By John Orrell, Contributing Writer
Northborough – They seldom receive the attention or fanfare of their fellow school athletes, make marquee sports headlines or compete before sold-out audiences, but in terms of their sport requiring physical strength, flexibility, agility, coordination, and balance, there may be no other high school sport that can equal.
The sport is varsity gymnastics which competes nearly year-round in various venues tackling the likes of vault, uneven bars, balance beam and floor competition. The training can be grueling, intense and at times dangerous with injury more common than most may think when considering the sport of gymnastics. No one knows this more than Algonquin Regional High head coach Jennifer Crook, whose 2015-2016 squad is having a stellar season with a record of 5-2 in League competition.
“I always say that if you take 10 kids, all 10 can probably kick a soccer ball but not all 10 can probably walk on their hands for 10 seconds,” said Crook, who is assisted by Crystal Brissett. “Gymnastics is a lot of hours, a lot of repetition and a lot of hard work. We practice five days a week and we have a meet every week in addition to that so we’re together six days a week. It definitely takes a lot of commitment.
“There can be a lot of over-use injuries, not so much accidental injuries because they practice those so much and learn to be safe with what they’re doing, but as far as wear and tear on the body, absolutely. These girls are icing for the last 15 minutes of every practice. It takes a toll on the body for sure.”
A typical high school meet consists of balance beam, floor, vault and uneven bars. The balance beam, just four inches wide, is where gymnasts display intensity and immense concentration in performing their routine. The risk of injury may be highest of all events. Floor competition showcases athletes’ poise, grace and coordination to music chosen to choreograph the performance.
The uneven bars require agility, dexterity and intense concentration while the vault consists of a gymnast racing across the floor at breakneck speed and launching high off a springboard up and over the vault with various flips and turns in the process.
Four Tomahawk athletes, all seniors, recently described the rigors of high school gymnastics.

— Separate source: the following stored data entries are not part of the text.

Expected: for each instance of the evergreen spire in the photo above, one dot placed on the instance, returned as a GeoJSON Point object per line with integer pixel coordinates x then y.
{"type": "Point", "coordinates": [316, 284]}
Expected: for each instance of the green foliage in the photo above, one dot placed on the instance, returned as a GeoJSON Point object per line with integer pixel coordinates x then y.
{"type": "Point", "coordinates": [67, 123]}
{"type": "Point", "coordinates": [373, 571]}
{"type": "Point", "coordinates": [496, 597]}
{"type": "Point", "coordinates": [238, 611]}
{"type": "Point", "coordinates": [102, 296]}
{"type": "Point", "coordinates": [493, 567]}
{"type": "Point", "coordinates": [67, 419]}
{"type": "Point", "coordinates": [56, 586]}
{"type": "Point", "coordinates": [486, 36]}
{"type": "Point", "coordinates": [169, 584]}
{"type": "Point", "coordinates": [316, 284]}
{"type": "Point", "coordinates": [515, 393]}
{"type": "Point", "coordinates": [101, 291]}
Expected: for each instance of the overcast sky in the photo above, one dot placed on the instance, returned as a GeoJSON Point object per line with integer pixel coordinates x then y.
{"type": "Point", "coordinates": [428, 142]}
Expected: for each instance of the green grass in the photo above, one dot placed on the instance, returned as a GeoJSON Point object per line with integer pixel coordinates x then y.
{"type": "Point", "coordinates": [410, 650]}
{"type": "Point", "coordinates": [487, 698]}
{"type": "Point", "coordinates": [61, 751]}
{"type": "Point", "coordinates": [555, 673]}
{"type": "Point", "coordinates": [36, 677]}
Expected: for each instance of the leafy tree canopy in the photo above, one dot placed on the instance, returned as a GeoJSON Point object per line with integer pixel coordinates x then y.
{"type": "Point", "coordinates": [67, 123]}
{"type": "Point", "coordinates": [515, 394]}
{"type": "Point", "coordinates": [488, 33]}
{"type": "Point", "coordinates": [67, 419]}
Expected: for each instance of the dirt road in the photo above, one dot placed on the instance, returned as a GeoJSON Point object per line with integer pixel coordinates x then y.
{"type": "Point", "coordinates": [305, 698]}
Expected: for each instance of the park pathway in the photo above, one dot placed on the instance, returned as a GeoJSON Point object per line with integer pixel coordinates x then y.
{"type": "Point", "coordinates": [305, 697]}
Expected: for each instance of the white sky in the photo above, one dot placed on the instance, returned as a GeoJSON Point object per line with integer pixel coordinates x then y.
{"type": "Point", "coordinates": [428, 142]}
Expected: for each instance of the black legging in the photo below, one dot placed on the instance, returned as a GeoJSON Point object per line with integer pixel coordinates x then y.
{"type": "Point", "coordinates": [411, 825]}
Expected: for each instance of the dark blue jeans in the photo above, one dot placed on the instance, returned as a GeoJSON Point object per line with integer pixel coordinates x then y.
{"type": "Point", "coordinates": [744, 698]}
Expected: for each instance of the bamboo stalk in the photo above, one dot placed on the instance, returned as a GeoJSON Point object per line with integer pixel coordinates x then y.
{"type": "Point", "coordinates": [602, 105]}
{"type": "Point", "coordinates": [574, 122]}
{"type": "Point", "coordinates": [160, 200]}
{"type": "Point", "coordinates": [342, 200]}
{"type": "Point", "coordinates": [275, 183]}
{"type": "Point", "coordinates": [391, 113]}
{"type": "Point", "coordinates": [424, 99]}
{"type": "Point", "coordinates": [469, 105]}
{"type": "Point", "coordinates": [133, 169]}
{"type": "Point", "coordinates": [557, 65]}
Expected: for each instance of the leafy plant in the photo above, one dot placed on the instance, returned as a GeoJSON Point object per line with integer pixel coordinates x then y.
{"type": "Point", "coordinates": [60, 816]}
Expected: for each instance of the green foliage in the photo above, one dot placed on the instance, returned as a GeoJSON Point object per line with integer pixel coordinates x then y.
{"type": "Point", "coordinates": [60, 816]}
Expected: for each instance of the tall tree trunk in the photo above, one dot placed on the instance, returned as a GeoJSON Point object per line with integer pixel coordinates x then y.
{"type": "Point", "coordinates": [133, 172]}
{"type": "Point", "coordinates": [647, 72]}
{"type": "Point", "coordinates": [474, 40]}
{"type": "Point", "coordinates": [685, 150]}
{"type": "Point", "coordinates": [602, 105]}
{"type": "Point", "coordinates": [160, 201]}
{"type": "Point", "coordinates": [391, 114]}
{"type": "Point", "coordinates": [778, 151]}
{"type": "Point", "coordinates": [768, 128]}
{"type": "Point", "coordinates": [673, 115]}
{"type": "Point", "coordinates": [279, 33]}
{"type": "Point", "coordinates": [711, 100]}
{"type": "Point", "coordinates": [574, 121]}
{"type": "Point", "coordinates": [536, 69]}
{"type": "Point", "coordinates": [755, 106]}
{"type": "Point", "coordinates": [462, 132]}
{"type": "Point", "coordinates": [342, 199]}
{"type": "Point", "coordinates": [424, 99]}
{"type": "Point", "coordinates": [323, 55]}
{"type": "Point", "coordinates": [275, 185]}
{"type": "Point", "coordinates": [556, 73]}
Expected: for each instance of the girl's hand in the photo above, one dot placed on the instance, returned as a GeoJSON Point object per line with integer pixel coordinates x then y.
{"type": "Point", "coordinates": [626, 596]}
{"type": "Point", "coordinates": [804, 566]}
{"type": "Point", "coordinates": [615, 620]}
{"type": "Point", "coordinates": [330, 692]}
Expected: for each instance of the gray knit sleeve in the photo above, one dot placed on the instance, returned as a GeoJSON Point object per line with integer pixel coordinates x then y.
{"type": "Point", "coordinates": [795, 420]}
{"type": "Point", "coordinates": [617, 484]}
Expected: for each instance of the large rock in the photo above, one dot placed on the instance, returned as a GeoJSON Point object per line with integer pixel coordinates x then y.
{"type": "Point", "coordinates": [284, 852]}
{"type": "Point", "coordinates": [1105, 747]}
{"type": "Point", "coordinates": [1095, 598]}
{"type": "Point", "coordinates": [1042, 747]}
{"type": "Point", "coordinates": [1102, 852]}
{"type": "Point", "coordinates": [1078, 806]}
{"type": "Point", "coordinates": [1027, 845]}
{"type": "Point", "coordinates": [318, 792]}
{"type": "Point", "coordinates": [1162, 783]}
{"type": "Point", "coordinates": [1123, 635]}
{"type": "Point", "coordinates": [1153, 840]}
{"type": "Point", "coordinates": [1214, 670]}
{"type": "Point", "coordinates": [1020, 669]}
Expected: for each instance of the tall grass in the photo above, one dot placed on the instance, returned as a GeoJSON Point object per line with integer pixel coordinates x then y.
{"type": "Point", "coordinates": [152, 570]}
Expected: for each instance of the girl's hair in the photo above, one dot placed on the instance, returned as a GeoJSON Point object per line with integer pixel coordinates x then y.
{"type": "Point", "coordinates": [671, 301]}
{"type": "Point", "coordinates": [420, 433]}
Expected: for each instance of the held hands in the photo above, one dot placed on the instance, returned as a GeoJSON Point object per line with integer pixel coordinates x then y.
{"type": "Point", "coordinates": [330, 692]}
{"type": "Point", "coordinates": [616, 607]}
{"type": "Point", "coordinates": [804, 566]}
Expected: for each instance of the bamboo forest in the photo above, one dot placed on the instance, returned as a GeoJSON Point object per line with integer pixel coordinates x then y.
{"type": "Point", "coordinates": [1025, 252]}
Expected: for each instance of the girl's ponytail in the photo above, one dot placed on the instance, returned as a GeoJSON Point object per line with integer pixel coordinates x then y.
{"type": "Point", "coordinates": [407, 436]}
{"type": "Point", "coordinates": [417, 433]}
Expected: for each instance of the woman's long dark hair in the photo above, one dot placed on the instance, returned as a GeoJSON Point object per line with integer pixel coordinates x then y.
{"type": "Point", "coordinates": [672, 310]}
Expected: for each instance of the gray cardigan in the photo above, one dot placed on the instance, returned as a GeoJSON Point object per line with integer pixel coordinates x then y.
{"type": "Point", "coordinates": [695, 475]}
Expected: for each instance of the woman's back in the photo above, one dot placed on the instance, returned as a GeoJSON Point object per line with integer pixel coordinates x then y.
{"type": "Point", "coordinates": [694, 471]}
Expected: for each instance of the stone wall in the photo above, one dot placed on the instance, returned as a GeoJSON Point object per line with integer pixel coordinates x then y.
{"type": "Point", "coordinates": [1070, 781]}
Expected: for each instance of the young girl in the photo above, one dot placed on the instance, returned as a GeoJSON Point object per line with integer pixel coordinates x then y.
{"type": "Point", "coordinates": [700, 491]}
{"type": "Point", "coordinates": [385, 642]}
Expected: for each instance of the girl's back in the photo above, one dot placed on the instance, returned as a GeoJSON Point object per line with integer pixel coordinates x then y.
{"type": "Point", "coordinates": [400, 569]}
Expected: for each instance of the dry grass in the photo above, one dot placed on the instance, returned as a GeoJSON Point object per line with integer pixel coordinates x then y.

“It definitely takes a lot of physical ability because we practice for hours,” said Allie Wickham. “It can be as much as 30 hours a week but I think the mental aspect is just as demanding if not more. It’s really easy to get inside your head and be afraid of doing something you’ve done like a million times. Just one time going wrong can really affect you.”
“This sport takes all your full body strength. It’s really amazing,” explained Sarah Baptiste. “You have to condition your whole body and build strength. You have to listen to your coach and do every pull-up and every sit-up which will count towards the strength needed to do everything and so you have to practice and don’t let the mental aspect get to you. You just have to do it because you know if you do it, your fear will be gone.”
Despite the individuality of gymnastics, the sport is clearly team-oriented, say players and coaches. Not only do athletes cheer their own teammates but so for other teams as well due to the widespread respect for gymnasts and the intensity involved where respect flows across team boundaries.
“We’re really known for our cheering, even for other teams,” said Wickham. “I have so many friends from club that are on other teams like Shrewsbury so I’d be cheering for them. Everybody just cheers for everybody so it’s really different than most sports.”
“It’s such a great feeling when you’re up there,” agreed Kerry Luiso. “I have to go last on every event and I’m tired a lot but it’s so helpful to have my team there cheering and telling you that you can do it.
“Gymnastics is practice, practice, practice and hours of commitment doing the same things over and over again until you perfect the routine. It’s not like other sports where you just play together but here you have to do all the right things to make yourself better. It’s a mental sport as much as anything.”
Perhaps no one appreciates teammate support more than Kiara Sears who began training on the beam just a few weeks ago and is now competing for her team. Doing routines on a narrow beam, about four inches wide, takes incredible focus and concentration, she said.
“I’ve worked pretty hard to get my routine down so I could compete. It’s really difficult because it’s scary. If I’m not having a good warm-up or anything and I go out there and know that they’re going to be cheering for me and that they’ll cheer really loud, it’s a big confidence boost. It helps a lot to know that your teammates are cheering for you.”
As the season winds down, perhaps no one appreciates the commitment and hard work as well as mutual support of these Tomahawk girls more than Crook who is in her second year as head coach.
“We have 10 returning members and 10 new members,” she said. “The underclassmen really look up to the older girls, and the upperclassmen do a great job of helping and encouraging the younger girls. There is a great sense of respect between the girls on the team, in true Algonquin form.”
Members of the 2015-2016 Algonquin Regional High varsity gymnastics team are seniors Sarah Baptiste, Sarah Briggs, Laura Jacobs, Courtney King, Kerry Luiso, Kiara Sears and Allie Wickham as well as junior Sam Brazeau. Sophomores include Paige Albers, Julia Callaghan, Sorine Cvitkovich, Erin O’Reilly and Emma Rosen who are joined by freshmen Cecilia Arcona, RaiAnn Bu, Taylor Fenerty, Leanne Hart, Tessa McAndrews, Katelyn Reynolds and Michaela Selig.